I apparently have lost hearing in my right ear. Or blown my ear drum. Or funneled in pool water. Or tree pollen. Or some small toy that found its way to my pillow in the night. The sickness that fell a month ago when I ate pots of tortilla soup has resurfaced and lodged itself in my ear, cut off some of my taste buds, and is just overall inconvenient.
But the air is breezy with only 44% humidity, which for a Washington day in the 90's I will bask in! Tonight, Ben and I sat on our front stoop (which literally means sat on the one tiny step we have that leads to the front door) and drank June-eve cocktails (coconut rum + cran-raspberry juice and a little splash of lemonade, shaken and served on ice) and watched the first two fireflies in the yard. Then we migrated to our neighbor's porch where newly installed fans really did blow the mosquitoes away. I was skeptical, but now we may sit there every night.
The kids can tell you exactly how many days are left, probably hours, of school. We are all standing at the exit. Silas is already plotting ways I could take him out early, launch a road trip, be done. Eden pined for school each day over our long weekend (we stretched Memorial weekend), and I'm not sure she understands that she isn't going back to her preschool -- this is it and then we will fall into two and a half months without school. But her birthday party is tomorrow -- she will be 5 -- and that she certainly understands.
Eden these days is like a mini 12 year old packed into a 4 and 11.8/12 year old's body. She is expressive, independent, adoring, imaginative. She's fun and good company. It's hard to escape her games when we're together: usually one of three: Maeve's twin (in which her name is Maggie and Maeve's name is Sadie and they are both two but Maeve is slower in her development because Maggie can speak and Maeve is more like an 8 month old -- which she is); neighbors (we are are neighbor friends who are 11 and have no brothers or sisters); or cousins (we're named Violet and Sadie or Brittany or Lexi and we are 11 with rainbow braces. Sometimes we have identical sisters who share our same name and sometimes we don't, but Silas is always our younger brother and Maeve sometimes lives next door with a girl named Eden).

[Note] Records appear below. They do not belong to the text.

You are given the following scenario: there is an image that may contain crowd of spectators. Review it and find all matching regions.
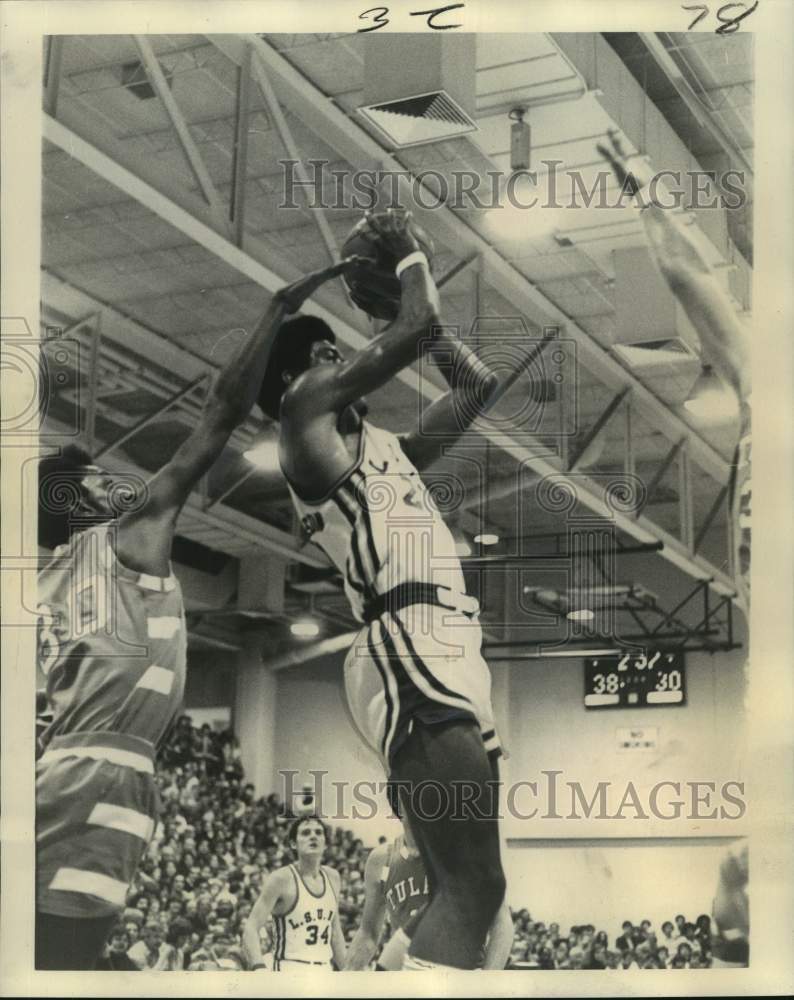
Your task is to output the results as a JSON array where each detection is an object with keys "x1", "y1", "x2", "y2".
[
  {"x1": 507, "y1": 911, "x2": 715, "y2": 970},
  {"x1": 97, "y1": 715, "x2": 370, "y2": 970},
  {"x1": 95, "y1": 714, "x2": 716, "y2": 971}
]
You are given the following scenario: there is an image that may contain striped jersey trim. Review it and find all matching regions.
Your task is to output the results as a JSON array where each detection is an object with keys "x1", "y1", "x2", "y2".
[
  {"x1": 273, "y1": 914, "x2": 286, "y2": 961},
  {"x1": 281, "y1": 428, "x2": 366, "y2": 507},
  {"x1": 137, "y1": 572, "x2": 177, "y2": 592},
  {"x1": 146, "y1": 616, "x2": 182, "y2": 638},
  {"x1": 388, "y1": 612, "x2": 473, "y2": 707},
  {"x1": 38, "y1": 744, "x2": 154, "y2": 774},
  {"x1": 86, "y1": 802, "x2": 155, "y2": 841},
  {"x1": 368, "y1": 627, "x2": 399, "y2": 759},
  {"x1": 135, "y1": 664, "x2": 174, "y2": 696},
  {"x1": 48, "y1": 866, "x2": 128, "y2": 906},
  {"x1": 332, "y1": 492, "x2": 369, "y2": 598},
  {"x1": 349, "y1": 470, "x2": 381, "y2": 579}
]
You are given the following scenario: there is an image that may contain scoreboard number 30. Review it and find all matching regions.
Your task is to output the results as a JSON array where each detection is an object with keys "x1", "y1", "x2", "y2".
[{"x1": 585, "y1": 650, "x2": 686, "y2": 709}]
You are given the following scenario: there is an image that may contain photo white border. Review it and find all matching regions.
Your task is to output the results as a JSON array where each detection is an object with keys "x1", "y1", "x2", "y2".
[{"x1": 2, "y1": 1, "x2": 792, "y2": 996}]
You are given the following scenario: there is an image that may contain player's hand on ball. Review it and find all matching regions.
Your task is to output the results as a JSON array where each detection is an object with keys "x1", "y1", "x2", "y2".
[
  {"x1": 274, "y1": 257, "x2": 367, "y2": 313},
  {"x1": 364, "y1": 208, "x2": 420, "y2": 260},
  {"x1": 597, "y1": 129, "x2": 654, "y2": 195}
]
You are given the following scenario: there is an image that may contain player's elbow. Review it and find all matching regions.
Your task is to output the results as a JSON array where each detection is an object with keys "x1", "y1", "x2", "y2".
[{"x1": 401, "y1": 300, "x2": 439, "y2": 334}]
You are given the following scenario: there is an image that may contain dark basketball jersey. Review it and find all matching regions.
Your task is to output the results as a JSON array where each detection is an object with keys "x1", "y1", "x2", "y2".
[
  {"x1": 37, "y1": 522, "x2": 187, "y2": 749},
  {"x1": 380, "y1": 837, "x2": 430, "y2": 933}
]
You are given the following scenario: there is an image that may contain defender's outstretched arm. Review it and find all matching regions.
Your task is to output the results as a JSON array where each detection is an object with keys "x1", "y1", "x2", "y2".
[
  {"x1": 116, "y1": 261, "x2": 353, "y2": 575},
  {"x1": 598, "y1": 130, "x2": 750, "y2": 404},
  {"x1": 284, "y1": 210, "x2": 442, "y2": 418}
]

May. May is a chicken-with-its-head-cut-off month. I forgot this. There are field days, assemblies, ballet shows, concerts, class parties, pajama days, forms to fill out for class gifts, forms to fill out for next year, forms to fill out for camps, flowers to pick for teacher appreciation (missed that entirely this year), camps to register for (if you haven't...), swim team overlapping with soccer, soccer's final game and party, school projects -- like making a building out of recycled materials-- busy.
Long before I had children, when I was just teaching, I resolved NOT to have over scheduled kids, kids involved in activities every day who raced around and had no down time. This month I have wondered what in the world I did wrong because we have been racing. It took me until this week to realize that if each kid has only one or two commitments, he or she is pretty good, but I am living the addition and have to be all of the places. I didn't know that before! So I am shifting expectations, and hopefully their lives will remain relatively mellow, but that will not mean that mine will........This should not be a surprise, really. I remember my mother living in her car every single day. So much so that in jr. high when I was grounded, my punishment was to ride around with her everywhere she went. I do kind of feel like I'm revisiting that punishment.
But in two weeks we will plunge fully into summer -- hot, slow, long, bright days. I can feel the anticipation percolating: what books will we check out from the library? what projects will we tackle? how will we structure our weeks? where will we drive?
And at the same time I wonder about being exhausted and having to stay home every morning so Maeve can nap while the kids long to DO something.
We will see how it shakes out. But in the meantime, welcome June. So glad you're coming.